Anew generation of physically small, high-performance, low-cost, multiservice equipment is required to achieve new economic thresholds that will enable service providers to make money selling high-bandwidth services-and to expand the subscriber base for these services. These system products will be based on successive new generations of integrated components, beginning with today's hybrid transceivers and transponders and evolving to sophisticated single-chip optoelectronic products based on exotic technologies.

These new components promise to achieve cost metrics that allow the optimum deployment of optical versus electronic functionality, establishing an economic paradigm that will enable entirely new business models for service and content providers.

Integration continuum
The endgame in optical and optoelectronic integration holds great promise for low-cost, mass-market components that will enable the vision of "unlimited bandwidth." However, the road to that utopia will be evolutionary, benefiting different market segments along the way.

Today, small-form-factor transceivers and transponders are announced regularly for speeds up to 10-Gigabit Ethernet and OC-192 SONET. Systems-level functionality is being integrated into traditionally passive devices such as arrayed waveguide gratings (AWGs) by the addition of channel-monitoring and gain tilt control functionality. All of these developments provide footprint and development cost benefits for the systems manufacturer. These benefits, along with operational efficiencies, will be transferred directly to the service provider-and to the end user in the form of very-high-bandwidth services for reasonable cost.

The ultimate integrated component will be a variant of monolithic integration, meaning that the entire "chip" or "IC" will be produced in a limited number of steps on single or multiple closely related substrates. These "photonic chips" will be produced with excellent yields and at low cost. Electrical functions will be combined with optical as needed for maximum efficiency. Components based on "nanophotonics" technology are very interesting in this regard because of their claimed ease of manufacture and general robustness of structure.

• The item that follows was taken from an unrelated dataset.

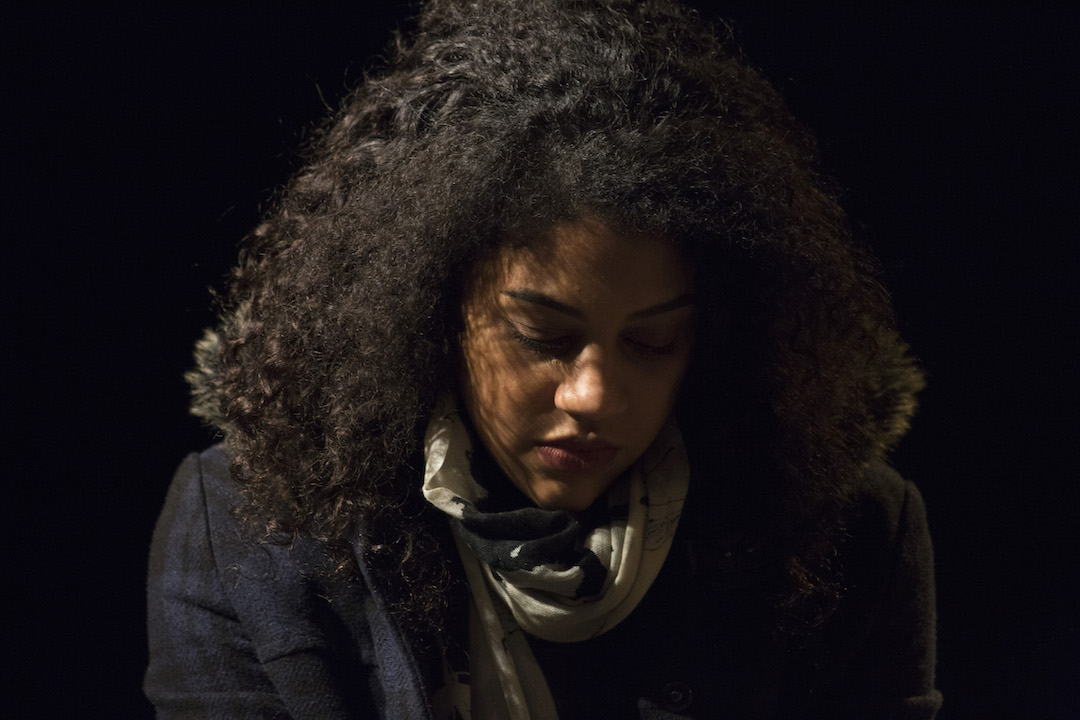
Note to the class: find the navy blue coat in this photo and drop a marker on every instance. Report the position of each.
(240, 629)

Even today, there are major benefits to be gained through the hybrid products being produced by established components houses and startups alike. These products typically offer good performance characteristics because the multiple components that make up the hybrid are individually produced under optimum conditions, then assembled using automated pick and place technology. Applications today include transceivers and other combinations such as multiplexer/demultiplexer and variable optical attenuator products.

Markets to watch
What is the hot market or are there more than one? Is it metro, still trying to remove the bandwidth bottleneck between the 10-Gbit-based long-haul networks and Gigabit Ethernet (GbE) LANs? Is it storage networks, their worth having been proven as a result of the Sept. 11 tragedy? Or is it cable television multiple system operators (MSOs), many of whom already have fiber very close to the residential subscriber and have achieved leading penetration for residential broadband data services?

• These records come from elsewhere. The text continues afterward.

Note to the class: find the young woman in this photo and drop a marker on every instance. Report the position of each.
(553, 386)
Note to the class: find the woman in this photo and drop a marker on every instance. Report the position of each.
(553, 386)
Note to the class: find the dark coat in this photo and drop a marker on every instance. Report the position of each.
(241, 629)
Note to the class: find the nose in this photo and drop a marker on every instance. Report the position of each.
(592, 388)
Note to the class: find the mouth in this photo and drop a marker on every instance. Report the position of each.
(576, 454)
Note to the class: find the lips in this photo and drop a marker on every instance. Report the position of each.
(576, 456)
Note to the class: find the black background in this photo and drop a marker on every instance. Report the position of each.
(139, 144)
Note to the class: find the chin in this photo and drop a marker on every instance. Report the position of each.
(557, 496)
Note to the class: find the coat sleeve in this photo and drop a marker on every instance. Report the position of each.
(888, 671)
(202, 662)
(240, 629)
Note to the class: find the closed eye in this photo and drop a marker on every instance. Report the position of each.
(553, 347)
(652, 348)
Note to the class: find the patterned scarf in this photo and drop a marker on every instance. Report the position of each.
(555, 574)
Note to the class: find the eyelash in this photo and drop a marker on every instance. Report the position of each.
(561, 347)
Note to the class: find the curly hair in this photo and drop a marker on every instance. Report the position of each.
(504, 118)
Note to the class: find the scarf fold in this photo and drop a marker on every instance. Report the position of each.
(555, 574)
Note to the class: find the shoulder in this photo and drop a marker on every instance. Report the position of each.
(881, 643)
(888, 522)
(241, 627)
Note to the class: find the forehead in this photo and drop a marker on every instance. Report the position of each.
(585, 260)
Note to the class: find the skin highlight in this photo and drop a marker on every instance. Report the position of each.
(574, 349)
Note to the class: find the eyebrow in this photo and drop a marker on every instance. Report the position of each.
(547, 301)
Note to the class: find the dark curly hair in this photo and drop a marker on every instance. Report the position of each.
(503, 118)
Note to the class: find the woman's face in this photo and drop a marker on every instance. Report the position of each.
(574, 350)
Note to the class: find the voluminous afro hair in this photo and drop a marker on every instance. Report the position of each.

We don't believe that today's integrated components have achieved the cost targets required to enable widespread metro/access penetration. Some exceptions are corporate GbE access and storage networks, serious business applications that need speed and reliability-and can bear relatively higher costs. We believe that storage networks could lead the way in the early recovery, with metro/access seeing little activity until well into 2003-04. But, after 2003, the price/performance of integrated components should improve to enable metro access to become a tremendous growth market.

From the carriers' point of view, the rubber must now meet the road. Although a new overlay network might solve a carrier's problem cleanly and elegantly, the cost to scrap equipment that is not yet depreciated and has available capacity is unacceptable in most situations. New systems must take a multiservices approach. Decisions will have to be made regarding the most effective deployment of protocol-agnostic optics and protocol-specific electronics. A major benefit of mature integration is that the cost differential between the two will be reduced so the choice can be made based strictly on function and on the architecture of the system product.

"Willingness to pay"
DSL and cable-modem services at between 1.5 Mbits/sec and 6 Mbits/sec have established a "willingness to pay" benchmark for broadband access at between $50 and $100 per month for residential and small-business use, depending on the level of service. We believe that this number will not be allowed to increase dramatically for mass-deployment optical access. Rather, the definition of what constitutes broadband access will be adjusted upward.

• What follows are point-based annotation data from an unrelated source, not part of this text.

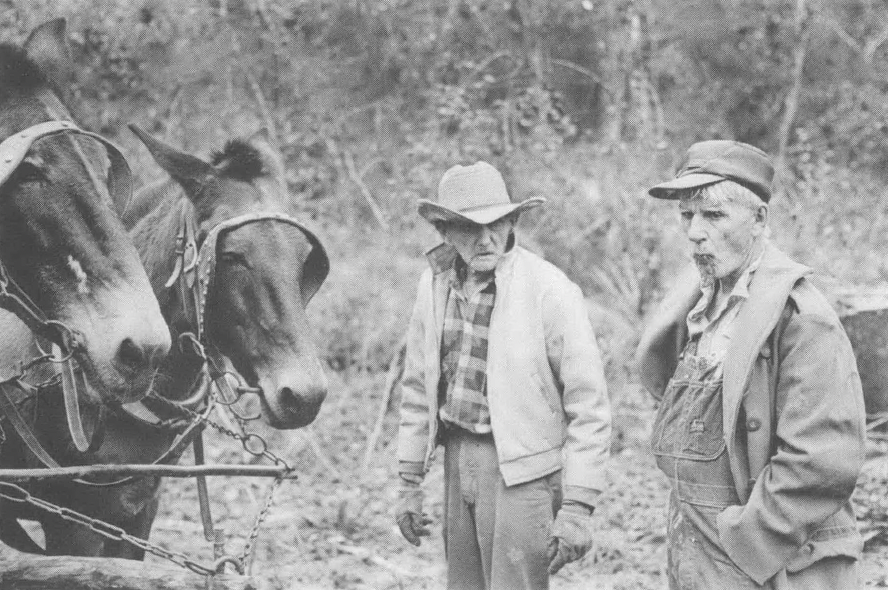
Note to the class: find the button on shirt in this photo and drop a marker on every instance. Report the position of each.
(716, 329)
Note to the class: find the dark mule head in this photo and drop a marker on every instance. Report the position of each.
(266, 272)
(59, 237)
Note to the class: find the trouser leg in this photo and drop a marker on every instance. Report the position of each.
(521, 536)
(465, 566)
(496, 536)
(829, 573)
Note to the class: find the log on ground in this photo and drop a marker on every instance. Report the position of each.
(23, 571)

And herein lies another benefit of integration beyond the small size, lower cost combination: The ability to include performance monitoring and other visibility and control functions within the optical component will provide major operational benefits for carriers.

For mass-market deployment, manual intervention for turn-up and reconfiguration of individual service must be minimized and carriers need ways to charge for the bandwidth delivered. In other words, significant progress must be made in the economics of integrated optical components to the support widespread availability of optical access.

This year, optical components based on hybrid and monolithic integration are laying the foundation for becoming an important driver in the recovery of the telecommunications sector. The expected technological progression of these components is neatly matched to the needs of network expansion. The resulting expansion of bandwidth in metro networks should surpass the explosion of long-haul backbone network capacity between 1996 and 2000.


Peter Westafer is director of market research for Chaffee Fiber Optics (Ellicott City, MD), a fiber-optics market research, consulting, and publishing firm. He is the author of the report "Integrated Optical Components and Subsystems," on which this article is based.